Thanks to Tom and everyone else who wrote. Yes, Tom's right about 110 vs
120 -- somewhere 50 years or so ago I formed the mental habit of calling it
"110." That was appropriate at the time, I think. I'm told the current
ANSI spec is 120/240 +/- 5 percent.
Not having either a true RMS and true peak meter, I intend to follow the
advice of some others and verify that the two legs of the service are
within a volt or two of each other at the panel, and let the power company
put a recording voltmeter on the service to see if the problem is
there. Frankly, I'm betting on that, because our power company is in
Chapter 11 and the county's population is growing fast. I'm only a couple
of miles from the substation, but it's one that serves a lot of the
population growth. The extreme lows I've noticed are all relatively early
in the morning, which suggests a peak load for heat pumps, lighting, etc.

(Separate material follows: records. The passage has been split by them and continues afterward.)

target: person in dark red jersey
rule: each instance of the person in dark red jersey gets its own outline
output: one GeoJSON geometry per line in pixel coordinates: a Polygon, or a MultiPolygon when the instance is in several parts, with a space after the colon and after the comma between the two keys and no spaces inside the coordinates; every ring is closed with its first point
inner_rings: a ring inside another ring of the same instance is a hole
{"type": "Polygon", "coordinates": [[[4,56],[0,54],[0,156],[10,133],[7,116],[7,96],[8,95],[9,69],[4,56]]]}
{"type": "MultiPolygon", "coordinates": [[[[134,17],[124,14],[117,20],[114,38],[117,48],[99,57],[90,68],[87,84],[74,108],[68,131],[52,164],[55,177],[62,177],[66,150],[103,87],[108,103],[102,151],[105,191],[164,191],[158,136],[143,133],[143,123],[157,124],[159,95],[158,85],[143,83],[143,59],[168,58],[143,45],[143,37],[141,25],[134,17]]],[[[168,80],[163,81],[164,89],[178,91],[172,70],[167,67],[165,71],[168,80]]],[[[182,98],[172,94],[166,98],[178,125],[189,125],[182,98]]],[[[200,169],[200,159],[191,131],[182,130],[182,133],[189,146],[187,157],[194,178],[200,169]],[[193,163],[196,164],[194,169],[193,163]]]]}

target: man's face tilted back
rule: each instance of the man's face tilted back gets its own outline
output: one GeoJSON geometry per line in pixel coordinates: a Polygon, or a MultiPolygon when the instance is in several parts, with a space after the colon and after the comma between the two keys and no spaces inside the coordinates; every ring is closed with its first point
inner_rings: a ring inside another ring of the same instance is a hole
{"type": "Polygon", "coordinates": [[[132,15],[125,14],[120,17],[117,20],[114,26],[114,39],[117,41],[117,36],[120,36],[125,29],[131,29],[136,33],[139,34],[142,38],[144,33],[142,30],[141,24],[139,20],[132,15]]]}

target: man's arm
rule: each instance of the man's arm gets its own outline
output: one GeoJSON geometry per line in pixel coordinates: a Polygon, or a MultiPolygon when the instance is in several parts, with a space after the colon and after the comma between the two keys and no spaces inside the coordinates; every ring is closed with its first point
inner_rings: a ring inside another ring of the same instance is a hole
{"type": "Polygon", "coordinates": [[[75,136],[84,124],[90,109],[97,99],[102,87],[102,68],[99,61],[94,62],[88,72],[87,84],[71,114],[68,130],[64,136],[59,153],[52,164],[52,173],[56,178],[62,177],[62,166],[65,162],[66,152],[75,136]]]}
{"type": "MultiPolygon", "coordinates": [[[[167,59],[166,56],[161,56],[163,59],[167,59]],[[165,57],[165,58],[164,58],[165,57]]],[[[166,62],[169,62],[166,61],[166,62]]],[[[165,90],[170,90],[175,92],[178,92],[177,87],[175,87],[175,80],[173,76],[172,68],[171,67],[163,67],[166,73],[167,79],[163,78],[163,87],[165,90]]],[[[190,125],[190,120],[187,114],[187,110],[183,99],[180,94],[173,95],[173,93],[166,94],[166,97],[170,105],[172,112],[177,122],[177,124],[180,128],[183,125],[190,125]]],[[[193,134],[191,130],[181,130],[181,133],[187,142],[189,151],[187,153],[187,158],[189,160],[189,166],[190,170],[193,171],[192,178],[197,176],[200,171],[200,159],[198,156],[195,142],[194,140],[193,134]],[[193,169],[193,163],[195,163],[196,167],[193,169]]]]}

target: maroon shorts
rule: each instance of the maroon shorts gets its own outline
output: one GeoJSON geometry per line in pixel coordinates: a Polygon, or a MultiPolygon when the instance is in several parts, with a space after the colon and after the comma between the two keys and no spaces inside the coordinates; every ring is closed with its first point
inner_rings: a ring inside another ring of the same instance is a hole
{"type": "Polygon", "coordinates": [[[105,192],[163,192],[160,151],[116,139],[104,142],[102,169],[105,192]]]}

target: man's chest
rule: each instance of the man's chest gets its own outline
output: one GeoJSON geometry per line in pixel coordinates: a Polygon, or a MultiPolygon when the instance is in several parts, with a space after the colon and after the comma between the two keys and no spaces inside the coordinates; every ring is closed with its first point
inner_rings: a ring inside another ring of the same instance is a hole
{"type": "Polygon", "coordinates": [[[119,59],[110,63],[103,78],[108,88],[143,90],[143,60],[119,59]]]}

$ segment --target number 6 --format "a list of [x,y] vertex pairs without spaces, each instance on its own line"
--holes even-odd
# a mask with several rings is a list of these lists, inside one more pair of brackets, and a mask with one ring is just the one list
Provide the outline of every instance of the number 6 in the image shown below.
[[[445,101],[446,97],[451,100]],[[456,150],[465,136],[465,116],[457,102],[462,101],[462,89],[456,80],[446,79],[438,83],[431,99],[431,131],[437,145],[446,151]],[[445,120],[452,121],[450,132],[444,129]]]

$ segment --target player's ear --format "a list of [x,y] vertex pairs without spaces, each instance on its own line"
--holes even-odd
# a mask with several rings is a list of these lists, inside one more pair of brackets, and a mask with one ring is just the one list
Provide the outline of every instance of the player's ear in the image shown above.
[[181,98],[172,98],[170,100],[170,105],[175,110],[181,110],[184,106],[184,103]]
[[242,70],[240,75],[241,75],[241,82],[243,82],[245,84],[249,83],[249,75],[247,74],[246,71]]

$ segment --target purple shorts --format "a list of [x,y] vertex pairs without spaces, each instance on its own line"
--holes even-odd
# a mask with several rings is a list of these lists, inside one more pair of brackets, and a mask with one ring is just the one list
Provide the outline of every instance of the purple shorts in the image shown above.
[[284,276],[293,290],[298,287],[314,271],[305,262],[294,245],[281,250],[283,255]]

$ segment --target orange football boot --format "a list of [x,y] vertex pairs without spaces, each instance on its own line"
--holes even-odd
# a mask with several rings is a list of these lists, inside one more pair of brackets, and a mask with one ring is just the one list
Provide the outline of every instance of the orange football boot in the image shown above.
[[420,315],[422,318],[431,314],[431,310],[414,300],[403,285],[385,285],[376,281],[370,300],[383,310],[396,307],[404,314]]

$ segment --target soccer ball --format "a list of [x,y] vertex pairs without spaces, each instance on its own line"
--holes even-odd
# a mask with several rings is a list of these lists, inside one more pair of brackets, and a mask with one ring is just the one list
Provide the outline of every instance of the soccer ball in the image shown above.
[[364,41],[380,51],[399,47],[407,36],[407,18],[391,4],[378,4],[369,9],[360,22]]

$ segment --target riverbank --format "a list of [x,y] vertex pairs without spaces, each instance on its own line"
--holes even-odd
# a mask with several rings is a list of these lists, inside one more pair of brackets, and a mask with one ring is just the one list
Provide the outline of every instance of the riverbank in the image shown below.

I just measured a 110 outlet close to the panel and the voltage was
111.1 Upstairs, about 60 feet of wire away, with the two radios on
receive, I measured 110.1. Turning off all the "radio" side (radios,
rotator and stack controllers, etc.) it went up to 110.8. Just now it hit
111.7 in the shack for a moment -- now 110.2. Lots of fluctuation. I
don't know if these are either RMS or peak voltages (most likely some
fudged version, because it's not a Fluke).
Assuming the wiring is #14, my Handbook says the resistance is .252 ohms
per 100 feet. Measuring at an outlet in the shack, equipment in the shack
is drawing through ~120 feet of that wire, right? That doesn't sound
wildly off to me.
Or have I misunderstood something fundamental? Wouldn't be the first time.